Hackers exposed card details of 100,000 Sberbank customers to the public

Experts found data in the public domain that allows you to withdraw money from the accounts of Russians. Since the beginning of the invasion of Ukraine, hackers have leaked the credit card details of more than 110,000 customers of Sberbank, Russia’s largest bank, to the Internet. Details are written by the Cybernews website, citing data from the research company Cyberint.

Read also: Anonymous hackers announced hacking of Belarusian government websites

According to a recent study, Sberbank accounted for 18% of all “leaks” of card data in the world from February to April 2022. For comparison: three months before the start of a full-scale war in Ukraine, hackers published data on about 12.3 thousand cards, or 4% of the total worldwide, on the dark web.

“Sberbank accounted for about a third of all banking assets in Russia.
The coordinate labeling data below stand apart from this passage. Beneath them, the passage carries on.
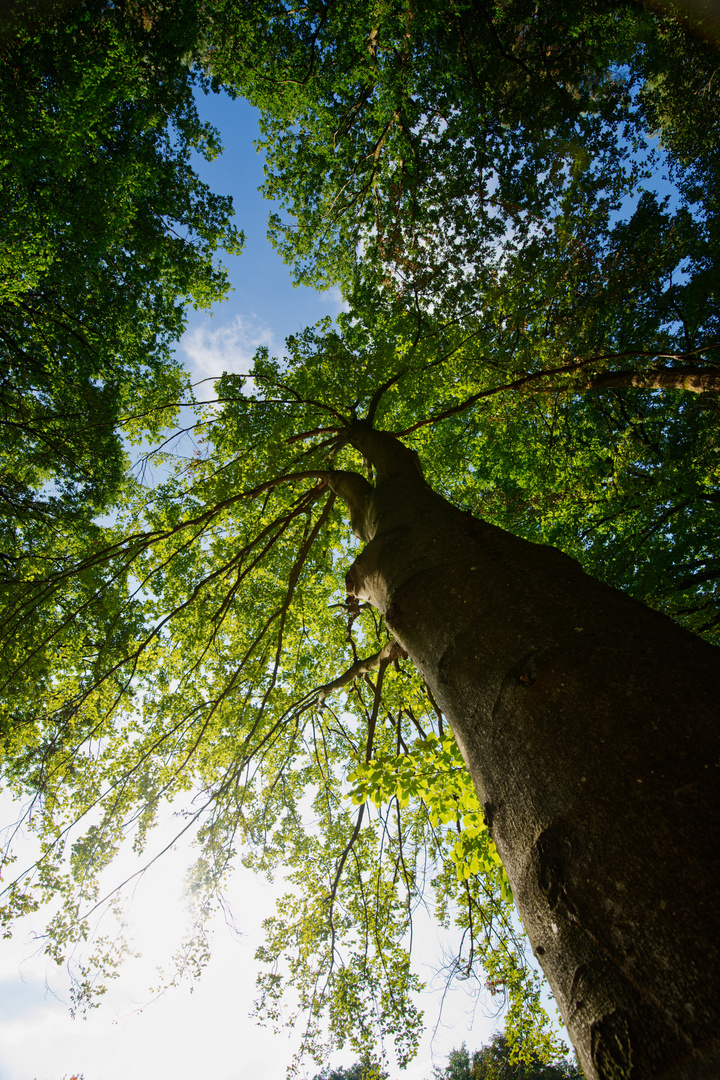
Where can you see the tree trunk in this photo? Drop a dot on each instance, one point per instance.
(589, 726)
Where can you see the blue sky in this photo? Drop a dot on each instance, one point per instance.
(203, 1030)
(265, 307)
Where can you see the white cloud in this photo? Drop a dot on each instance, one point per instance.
(230, 347)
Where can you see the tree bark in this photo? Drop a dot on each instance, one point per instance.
(589, 726)
(697, 380)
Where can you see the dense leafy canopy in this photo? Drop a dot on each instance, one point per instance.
(107, 235)
(542, 332)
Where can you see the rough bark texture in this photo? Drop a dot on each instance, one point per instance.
(589, 726)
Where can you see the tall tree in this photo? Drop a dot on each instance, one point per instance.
(587, 721)
(517, 336)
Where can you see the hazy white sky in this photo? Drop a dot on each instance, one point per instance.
(201, 1031)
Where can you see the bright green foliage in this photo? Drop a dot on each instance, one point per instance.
(185, 656)
(107, 235)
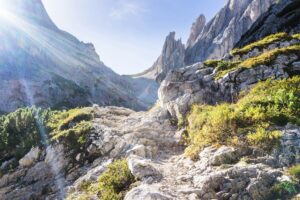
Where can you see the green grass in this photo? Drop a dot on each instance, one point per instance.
(249, 121)
(266, 58)
(111, 185)
(295, 171)
(71, 127)
(261, 43)
(21, 130)
(296, 36)
(283, 190)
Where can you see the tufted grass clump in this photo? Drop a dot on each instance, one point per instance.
(223, 67)
(19, 132)
(71, 127)
(269, 57)
(260, 44)
(283, 190)
(266, 58)
(295, 171)
(248, 121)
(296, 36)
(111, 185)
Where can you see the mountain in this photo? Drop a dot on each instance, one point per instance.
(210, 40)
(282, 17)
(44, 66)
(220, 35)
(172, 57)
(221, 129)
(146, 84)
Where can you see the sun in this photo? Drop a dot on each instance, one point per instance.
(5, 8)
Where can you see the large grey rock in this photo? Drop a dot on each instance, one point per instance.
(172, 57)
(196, 84)
(196, 30)
(282, 17)
(30, 158)
(143, 169)
(146, 193)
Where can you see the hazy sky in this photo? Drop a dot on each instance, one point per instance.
(128, 34)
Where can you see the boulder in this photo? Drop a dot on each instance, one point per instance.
(143, 169)
(145, 192)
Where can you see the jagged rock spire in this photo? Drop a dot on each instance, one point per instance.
(196, 30)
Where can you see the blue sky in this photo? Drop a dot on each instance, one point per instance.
(128, 34)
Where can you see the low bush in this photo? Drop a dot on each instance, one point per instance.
(295, 171)
(283, 190)
(71, 127)
(249, 121)
(30, 127)
(20, 131)
(268, 57)
(111, 185)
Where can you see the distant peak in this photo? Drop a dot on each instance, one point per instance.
(196, 29)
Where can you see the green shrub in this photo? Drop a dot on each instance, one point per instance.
(284, 189)
(295, 171)
(296, 36)
(262, 43)
(268, 57)
(111, 185)
(20, 131)
(263, 138)
(71, 127)
(30, 127)
(249, 121)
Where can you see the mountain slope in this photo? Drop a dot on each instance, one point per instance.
(239, 149)
(44, 66)
(225, 29)
(282, 17)
(210, 40)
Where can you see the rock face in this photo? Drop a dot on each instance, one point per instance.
(282, 17)
(197, 83)
(145, 85)
(44, 66)
(221, 34)
(172, 57)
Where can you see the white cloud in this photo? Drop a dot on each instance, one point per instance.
(126, 8)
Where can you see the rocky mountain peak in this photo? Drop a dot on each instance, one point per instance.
(237, 5)
(225, 29)
(196, 29)
(172, 56)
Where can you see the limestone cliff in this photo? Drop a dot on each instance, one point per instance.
(44, 66)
Our team has discovered several groups of threats that have recently compromised this bank, such as DoomSec and Ares, and also hacked data published in Telegram channels,” experts commented to a Cybernews journalist.
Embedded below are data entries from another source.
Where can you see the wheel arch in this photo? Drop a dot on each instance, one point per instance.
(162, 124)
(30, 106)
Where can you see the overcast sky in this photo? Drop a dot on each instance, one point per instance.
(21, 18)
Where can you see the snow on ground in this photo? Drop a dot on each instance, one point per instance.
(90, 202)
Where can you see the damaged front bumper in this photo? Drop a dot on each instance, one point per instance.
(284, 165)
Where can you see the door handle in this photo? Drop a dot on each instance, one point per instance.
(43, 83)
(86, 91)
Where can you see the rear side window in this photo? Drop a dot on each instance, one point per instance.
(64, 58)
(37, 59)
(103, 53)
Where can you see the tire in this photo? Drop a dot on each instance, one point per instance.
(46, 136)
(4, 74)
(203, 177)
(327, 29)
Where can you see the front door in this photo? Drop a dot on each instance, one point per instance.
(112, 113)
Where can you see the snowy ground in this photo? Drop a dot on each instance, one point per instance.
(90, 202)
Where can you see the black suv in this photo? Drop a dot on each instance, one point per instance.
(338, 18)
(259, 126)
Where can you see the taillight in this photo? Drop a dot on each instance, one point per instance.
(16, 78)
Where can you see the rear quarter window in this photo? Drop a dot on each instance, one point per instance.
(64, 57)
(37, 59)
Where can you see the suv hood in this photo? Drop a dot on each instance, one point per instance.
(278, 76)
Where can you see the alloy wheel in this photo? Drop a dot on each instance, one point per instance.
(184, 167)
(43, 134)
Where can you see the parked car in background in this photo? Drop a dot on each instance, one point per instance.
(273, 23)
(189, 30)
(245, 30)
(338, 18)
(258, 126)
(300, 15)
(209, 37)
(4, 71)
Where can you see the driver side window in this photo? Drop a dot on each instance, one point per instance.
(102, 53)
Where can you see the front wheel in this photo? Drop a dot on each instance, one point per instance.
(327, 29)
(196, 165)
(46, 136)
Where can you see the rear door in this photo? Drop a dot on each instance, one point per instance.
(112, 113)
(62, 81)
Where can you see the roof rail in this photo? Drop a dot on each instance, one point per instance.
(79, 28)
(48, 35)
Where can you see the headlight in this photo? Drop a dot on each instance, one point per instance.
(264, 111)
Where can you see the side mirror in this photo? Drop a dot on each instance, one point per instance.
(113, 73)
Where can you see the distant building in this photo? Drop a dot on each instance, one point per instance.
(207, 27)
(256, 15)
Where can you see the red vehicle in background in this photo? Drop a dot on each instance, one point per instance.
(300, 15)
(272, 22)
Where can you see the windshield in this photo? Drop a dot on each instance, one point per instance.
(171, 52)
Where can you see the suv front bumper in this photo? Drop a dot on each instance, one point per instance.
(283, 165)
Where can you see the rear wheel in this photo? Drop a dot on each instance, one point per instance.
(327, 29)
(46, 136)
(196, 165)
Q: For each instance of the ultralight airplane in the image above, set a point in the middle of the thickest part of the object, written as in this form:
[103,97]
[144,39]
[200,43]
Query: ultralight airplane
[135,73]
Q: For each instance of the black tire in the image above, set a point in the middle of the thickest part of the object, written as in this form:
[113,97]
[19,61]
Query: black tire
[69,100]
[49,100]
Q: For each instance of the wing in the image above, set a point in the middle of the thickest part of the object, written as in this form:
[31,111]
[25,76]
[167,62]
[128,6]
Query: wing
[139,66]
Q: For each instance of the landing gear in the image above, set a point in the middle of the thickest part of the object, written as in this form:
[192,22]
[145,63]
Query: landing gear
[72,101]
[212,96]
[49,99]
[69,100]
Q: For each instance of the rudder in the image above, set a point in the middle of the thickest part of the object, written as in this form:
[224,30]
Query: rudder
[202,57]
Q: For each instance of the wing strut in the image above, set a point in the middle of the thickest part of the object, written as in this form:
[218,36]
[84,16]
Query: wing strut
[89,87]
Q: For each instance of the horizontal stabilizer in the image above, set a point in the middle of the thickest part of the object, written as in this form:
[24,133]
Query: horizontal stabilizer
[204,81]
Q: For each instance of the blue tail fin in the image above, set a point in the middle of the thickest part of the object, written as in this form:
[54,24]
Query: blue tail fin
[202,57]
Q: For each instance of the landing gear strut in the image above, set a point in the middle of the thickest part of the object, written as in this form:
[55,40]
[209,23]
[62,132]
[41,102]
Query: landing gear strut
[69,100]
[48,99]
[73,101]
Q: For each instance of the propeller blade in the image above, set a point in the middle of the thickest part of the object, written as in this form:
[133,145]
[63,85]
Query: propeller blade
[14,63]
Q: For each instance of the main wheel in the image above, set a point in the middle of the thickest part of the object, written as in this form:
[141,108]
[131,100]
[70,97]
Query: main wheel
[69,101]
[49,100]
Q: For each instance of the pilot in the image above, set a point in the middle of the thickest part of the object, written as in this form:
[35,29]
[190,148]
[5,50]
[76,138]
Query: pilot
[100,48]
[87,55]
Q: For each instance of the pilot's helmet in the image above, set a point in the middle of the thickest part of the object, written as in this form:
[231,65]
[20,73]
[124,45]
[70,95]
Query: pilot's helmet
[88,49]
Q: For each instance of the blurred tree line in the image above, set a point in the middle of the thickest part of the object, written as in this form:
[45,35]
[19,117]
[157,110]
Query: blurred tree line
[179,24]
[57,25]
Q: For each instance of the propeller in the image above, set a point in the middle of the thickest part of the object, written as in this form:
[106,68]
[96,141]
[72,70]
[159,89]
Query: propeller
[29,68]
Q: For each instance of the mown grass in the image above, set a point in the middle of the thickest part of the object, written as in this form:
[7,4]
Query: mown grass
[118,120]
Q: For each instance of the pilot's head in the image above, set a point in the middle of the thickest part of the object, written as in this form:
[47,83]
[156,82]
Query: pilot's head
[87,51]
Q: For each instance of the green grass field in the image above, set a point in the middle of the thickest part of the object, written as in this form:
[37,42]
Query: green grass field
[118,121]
Credit card numbers, expiration dates and CVV codes are leaked to the public – everything you need to complete online transactions, such as buying goods or transferring funds. Cyberint analysts concluded that many of the accounts are still valid and unrelated to earlier incidents where Sberbank customers were exposed.

Hackers offer data in two formats: text – card number, expiration date, cardholder’s name, address and CVV; dump – information from the magnetic strip of the card, which allows you to recreate it and pay at terminals or withdraw money from ATMs.
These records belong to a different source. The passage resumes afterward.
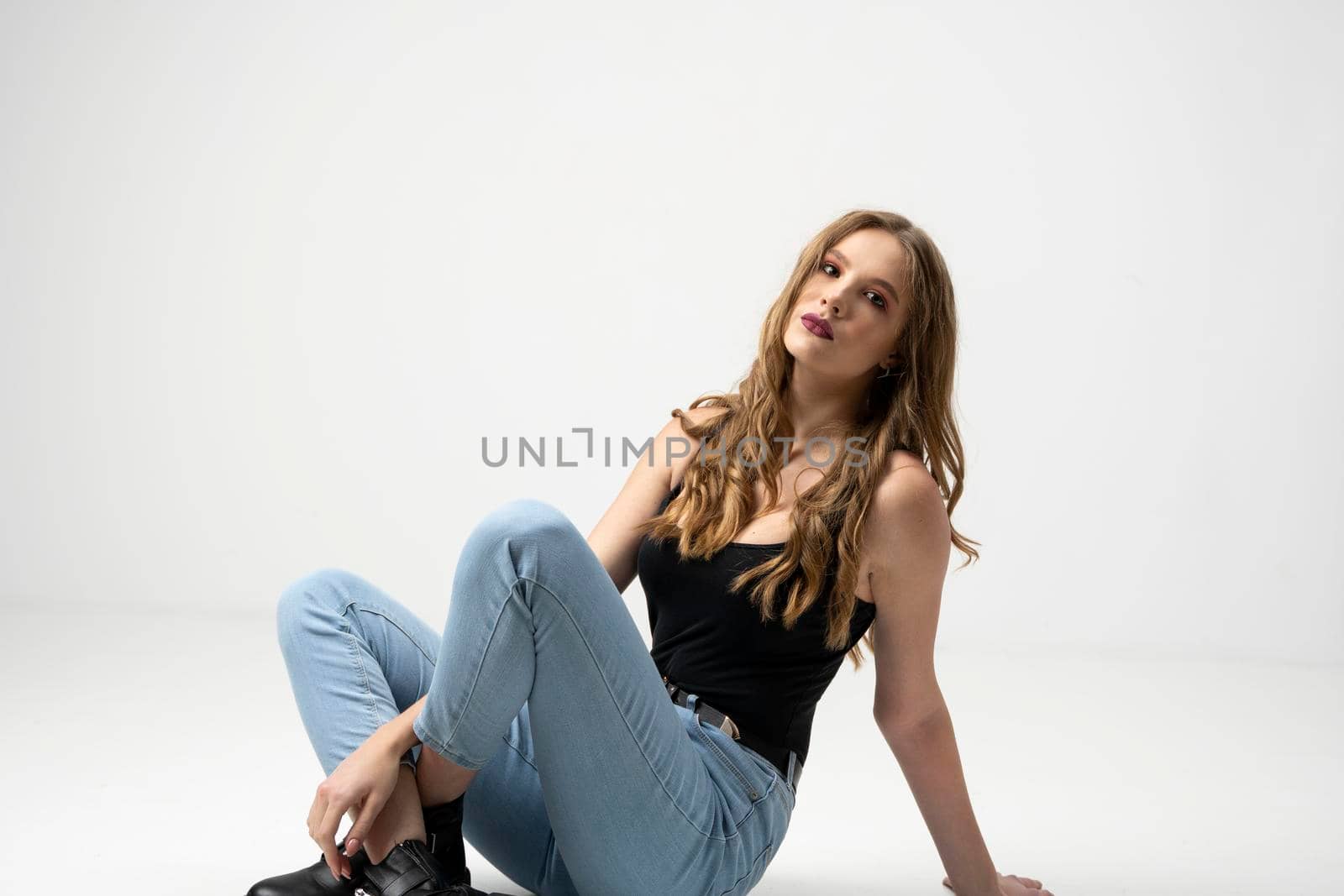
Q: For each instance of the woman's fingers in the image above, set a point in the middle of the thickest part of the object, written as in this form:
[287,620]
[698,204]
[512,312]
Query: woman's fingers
[327,836]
Researchers attribute the increase in the number of compromised cards to the @ccantipbot Telegram bot, a marketplace where users can sell or buy fresh credit card data. It is assumed that the platform is operated by a group of hackers engaged in skimming – stealing data using a special device called a skimmer.

On May 22, an anonymous user from Russia posted in the public domain a list of tens of thousands of stolen cards that a group of attackers had been collecting until 2021. Analysts failed to find out the exact cause of the leak; Cyberint most likely associates it with Russia’s invasion of Ukraine. Perhaps one of the employees of Sberbank, who has access to internal systems and databases, made public the data in order to destroy the company.